He feels it when his slumber broke at last, feels how the burning of life flowing actively in his veins licked like fire out in fingers from his heart. The empty thud of decades, now, suddenly sounded as if it had... that 'something more' that separated the undead from the living. It had substance in the way that oobleck differed from plain water. The thud met with resistance; echoed, but less so than for so long.
The black of his body does not immediately expose this change, having dove into the ether within for so long before turning back at last and taking equally much time to wander back into the present. Time changes, fairies wreak havoc in the land of his birth - going wild like the gods and mages that had spawned since the first footfall of Banat Er Rih on Desert soil. They spin magic tight into the bodies of horsekind, make it both less and more than it's raw natured self. They weave it into the bone and sinew of those that claim Beqanna still as their home - and when at last the world seems it's quietest, the Buzzard of the Sunrise wakes again at last.
His golden eye blinks open, wide with a pupil yet spread so broad as to make the iris seem to strain to glitter out around the sides. Then, with a snap that a watcher could have sworn to hear, it is pin-tight and his first great breath gasps those mighty lungs full and his ribs strain to contain it. His first bellow is of pain and wheezes more like a bray than a neigh. His muscles scream as he does, waking to the verve of fiery life once more filling their every tributary and waking every cell. He scrabbles against worn stone, hooves lacking purchase and legs lacking the strength they would soon regain.
His foreleg is bent, forehead rested on its rounded, knobbed, self. He groans and tries once more, making it upright but still stumbling as he makes it free of the cave mouth and into the blinding, brilliant, noon sun. His copper and ivory breast stands out, catching the sun and throwing it back as the whole rest of his black figure tries to soak it up, eat it down into darkness. He looks, stares, blinks - still uncomprehending of the ages that have passed him, of the disasters that had seen fit to leave him whole despite his escape inward -- and that is when he seems to still. The same stillness he had once lain in, a seeking stillness one usually sees in prey or in the shock of witnessing some horror.
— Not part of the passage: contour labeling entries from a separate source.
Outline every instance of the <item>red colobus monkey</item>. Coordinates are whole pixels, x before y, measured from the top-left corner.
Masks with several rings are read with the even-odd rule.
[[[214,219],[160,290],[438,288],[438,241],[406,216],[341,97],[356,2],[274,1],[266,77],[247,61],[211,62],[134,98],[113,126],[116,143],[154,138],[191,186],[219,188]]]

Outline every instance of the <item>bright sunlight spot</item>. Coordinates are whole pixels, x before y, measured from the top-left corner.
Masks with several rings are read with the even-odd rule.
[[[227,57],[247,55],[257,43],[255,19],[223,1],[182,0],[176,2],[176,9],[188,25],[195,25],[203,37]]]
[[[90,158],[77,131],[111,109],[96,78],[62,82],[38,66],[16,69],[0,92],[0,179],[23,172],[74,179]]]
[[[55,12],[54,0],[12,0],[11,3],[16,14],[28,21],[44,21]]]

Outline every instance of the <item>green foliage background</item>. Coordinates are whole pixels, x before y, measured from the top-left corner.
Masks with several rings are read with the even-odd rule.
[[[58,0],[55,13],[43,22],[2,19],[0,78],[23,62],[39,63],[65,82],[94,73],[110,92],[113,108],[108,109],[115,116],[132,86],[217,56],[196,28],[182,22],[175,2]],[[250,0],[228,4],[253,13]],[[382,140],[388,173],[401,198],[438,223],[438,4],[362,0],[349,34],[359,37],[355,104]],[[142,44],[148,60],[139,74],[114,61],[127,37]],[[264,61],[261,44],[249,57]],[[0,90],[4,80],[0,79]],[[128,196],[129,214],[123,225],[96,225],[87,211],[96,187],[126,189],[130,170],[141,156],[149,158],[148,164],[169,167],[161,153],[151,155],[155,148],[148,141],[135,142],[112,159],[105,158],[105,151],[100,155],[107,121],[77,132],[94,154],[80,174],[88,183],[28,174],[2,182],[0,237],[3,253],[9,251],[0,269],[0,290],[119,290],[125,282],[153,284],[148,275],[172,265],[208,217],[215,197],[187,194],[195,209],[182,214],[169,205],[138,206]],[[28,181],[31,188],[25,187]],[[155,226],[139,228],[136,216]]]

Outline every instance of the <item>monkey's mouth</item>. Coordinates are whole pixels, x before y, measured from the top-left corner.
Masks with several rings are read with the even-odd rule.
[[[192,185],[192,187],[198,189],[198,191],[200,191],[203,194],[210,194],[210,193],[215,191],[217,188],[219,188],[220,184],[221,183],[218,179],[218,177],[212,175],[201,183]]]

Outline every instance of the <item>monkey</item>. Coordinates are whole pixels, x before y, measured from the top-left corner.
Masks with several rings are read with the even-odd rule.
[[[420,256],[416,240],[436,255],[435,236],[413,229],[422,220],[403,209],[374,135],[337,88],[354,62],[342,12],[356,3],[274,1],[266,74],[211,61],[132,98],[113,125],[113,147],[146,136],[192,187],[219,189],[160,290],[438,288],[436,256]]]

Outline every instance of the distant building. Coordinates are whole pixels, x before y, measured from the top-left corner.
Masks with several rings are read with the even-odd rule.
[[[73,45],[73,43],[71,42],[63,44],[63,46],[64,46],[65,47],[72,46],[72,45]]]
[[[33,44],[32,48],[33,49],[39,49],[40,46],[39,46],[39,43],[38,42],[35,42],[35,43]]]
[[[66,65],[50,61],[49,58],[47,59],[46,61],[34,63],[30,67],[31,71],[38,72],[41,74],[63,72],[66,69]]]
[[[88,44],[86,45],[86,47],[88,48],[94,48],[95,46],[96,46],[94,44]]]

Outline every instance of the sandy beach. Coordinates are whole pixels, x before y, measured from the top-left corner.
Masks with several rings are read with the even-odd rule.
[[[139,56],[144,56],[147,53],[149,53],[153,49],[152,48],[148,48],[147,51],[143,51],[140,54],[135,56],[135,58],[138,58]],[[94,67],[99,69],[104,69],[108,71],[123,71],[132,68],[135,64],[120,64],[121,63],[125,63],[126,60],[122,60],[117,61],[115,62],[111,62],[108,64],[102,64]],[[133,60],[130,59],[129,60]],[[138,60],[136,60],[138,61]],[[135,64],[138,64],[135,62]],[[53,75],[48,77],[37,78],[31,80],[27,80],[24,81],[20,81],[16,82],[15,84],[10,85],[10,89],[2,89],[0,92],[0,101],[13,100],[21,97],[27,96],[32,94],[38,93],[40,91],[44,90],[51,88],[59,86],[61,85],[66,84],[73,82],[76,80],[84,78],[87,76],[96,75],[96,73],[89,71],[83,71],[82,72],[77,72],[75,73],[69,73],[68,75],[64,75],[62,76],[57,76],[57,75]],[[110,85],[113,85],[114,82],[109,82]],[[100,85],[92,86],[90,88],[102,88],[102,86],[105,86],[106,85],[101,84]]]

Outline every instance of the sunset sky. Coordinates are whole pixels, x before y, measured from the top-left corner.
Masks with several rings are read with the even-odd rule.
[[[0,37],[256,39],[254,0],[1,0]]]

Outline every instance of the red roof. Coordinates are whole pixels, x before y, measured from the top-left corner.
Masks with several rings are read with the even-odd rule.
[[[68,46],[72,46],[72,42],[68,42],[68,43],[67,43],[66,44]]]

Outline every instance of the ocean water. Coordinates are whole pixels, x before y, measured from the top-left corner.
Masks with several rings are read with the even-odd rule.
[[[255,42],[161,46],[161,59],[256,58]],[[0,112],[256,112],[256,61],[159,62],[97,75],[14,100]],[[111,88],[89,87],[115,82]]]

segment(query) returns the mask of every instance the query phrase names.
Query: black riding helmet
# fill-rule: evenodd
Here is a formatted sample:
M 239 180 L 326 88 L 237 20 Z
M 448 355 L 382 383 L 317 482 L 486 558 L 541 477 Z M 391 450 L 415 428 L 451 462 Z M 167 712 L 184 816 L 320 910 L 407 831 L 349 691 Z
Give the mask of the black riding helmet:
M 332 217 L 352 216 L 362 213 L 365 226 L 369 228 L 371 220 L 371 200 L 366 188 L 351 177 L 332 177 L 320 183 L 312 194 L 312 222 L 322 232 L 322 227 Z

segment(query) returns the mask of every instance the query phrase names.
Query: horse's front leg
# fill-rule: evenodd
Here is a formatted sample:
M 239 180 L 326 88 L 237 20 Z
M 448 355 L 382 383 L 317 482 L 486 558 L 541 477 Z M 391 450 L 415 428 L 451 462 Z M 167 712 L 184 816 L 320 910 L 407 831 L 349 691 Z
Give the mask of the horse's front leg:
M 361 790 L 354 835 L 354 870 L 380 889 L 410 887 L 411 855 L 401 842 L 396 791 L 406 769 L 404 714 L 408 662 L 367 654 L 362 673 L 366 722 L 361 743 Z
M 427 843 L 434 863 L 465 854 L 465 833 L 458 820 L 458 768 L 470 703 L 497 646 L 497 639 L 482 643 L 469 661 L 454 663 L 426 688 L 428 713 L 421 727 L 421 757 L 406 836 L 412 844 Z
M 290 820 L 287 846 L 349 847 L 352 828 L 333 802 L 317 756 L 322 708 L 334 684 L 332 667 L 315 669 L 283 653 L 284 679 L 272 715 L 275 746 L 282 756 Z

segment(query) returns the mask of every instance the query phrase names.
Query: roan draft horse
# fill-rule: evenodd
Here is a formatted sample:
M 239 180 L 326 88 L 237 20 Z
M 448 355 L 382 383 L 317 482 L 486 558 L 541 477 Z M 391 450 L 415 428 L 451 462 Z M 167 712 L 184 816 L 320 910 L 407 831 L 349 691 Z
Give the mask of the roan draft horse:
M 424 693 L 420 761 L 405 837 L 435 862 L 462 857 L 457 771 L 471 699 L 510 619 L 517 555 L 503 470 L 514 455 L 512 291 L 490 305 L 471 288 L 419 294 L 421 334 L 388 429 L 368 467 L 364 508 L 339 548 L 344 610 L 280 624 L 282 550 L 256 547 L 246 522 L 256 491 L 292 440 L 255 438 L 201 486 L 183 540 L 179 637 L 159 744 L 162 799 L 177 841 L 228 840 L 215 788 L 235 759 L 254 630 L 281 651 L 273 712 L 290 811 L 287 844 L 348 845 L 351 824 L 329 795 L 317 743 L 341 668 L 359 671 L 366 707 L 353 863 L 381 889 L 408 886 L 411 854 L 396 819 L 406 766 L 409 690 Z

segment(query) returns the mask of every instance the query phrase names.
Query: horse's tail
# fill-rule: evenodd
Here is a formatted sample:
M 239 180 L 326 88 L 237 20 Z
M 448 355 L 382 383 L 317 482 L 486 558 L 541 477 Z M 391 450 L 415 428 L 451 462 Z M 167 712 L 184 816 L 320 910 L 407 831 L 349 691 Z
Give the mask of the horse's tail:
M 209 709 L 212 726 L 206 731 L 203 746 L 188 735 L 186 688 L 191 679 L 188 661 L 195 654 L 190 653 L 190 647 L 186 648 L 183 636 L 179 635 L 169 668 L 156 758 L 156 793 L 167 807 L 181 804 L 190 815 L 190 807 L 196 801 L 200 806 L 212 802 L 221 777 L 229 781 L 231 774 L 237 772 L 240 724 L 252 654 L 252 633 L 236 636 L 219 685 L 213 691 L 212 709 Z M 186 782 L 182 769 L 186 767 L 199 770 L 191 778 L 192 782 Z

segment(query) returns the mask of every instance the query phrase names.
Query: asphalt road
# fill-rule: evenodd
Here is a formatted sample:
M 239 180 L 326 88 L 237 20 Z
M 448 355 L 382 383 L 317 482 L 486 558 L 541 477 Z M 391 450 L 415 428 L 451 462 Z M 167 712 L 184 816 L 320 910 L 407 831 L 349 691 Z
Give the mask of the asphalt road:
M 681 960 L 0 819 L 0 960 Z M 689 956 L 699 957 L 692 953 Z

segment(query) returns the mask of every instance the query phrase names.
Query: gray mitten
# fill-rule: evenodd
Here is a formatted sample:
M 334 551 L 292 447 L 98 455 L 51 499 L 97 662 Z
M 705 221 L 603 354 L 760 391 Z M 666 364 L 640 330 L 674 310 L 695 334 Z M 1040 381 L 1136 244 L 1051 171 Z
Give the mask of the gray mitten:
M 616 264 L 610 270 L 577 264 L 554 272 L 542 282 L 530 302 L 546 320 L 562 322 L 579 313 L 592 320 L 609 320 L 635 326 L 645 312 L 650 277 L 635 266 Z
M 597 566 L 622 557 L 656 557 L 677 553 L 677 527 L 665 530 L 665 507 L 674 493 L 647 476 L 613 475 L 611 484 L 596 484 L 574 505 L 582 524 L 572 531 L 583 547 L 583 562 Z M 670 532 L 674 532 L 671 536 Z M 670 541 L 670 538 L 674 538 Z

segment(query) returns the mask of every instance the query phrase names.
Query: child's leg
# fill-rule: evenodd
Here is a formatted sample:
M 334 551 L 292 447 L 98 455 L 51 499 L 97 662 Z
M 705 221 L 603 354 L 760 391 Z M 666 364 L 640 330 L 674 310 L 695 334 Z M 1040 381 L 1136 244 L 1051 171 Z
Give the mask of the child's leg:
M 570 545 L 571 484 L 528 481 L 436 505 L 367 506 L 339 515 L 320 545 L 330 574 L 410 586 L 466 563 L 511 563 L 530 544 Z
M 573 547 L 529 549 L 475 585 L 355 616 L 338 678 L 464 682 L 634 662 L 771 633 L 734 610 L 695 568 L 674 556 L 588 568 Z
Then there is a screech - one that the whole world could hear - and Judas’s head snaps around to see the great bird stooping down at his head with open talons and a wild spark of rage in his eyes. "EIR!" He shouts, still hoarse, still more of a bray than a neigh. "I SHOULD HAVE YOUR HIDE STRIPPED BY ONE OF THE MONSTERS THAT THIS PLACE HAS WHELPED IN YOUR ABSENCE, FOOL." The shriek is no less feral, even as the great bird lands on a bough and plucks its talons across the bark enough to chip the tender body beneath free of it’s armor. "Why are you so--- how long has it been?" The expression of sudden realization, of dawning awareness, soothes some of Eir’s savagery against nature.
"Your children’s’ children’s children are gone, Judas. You have outlived your own line. " The bird trills bitterly and with no small dose of venom.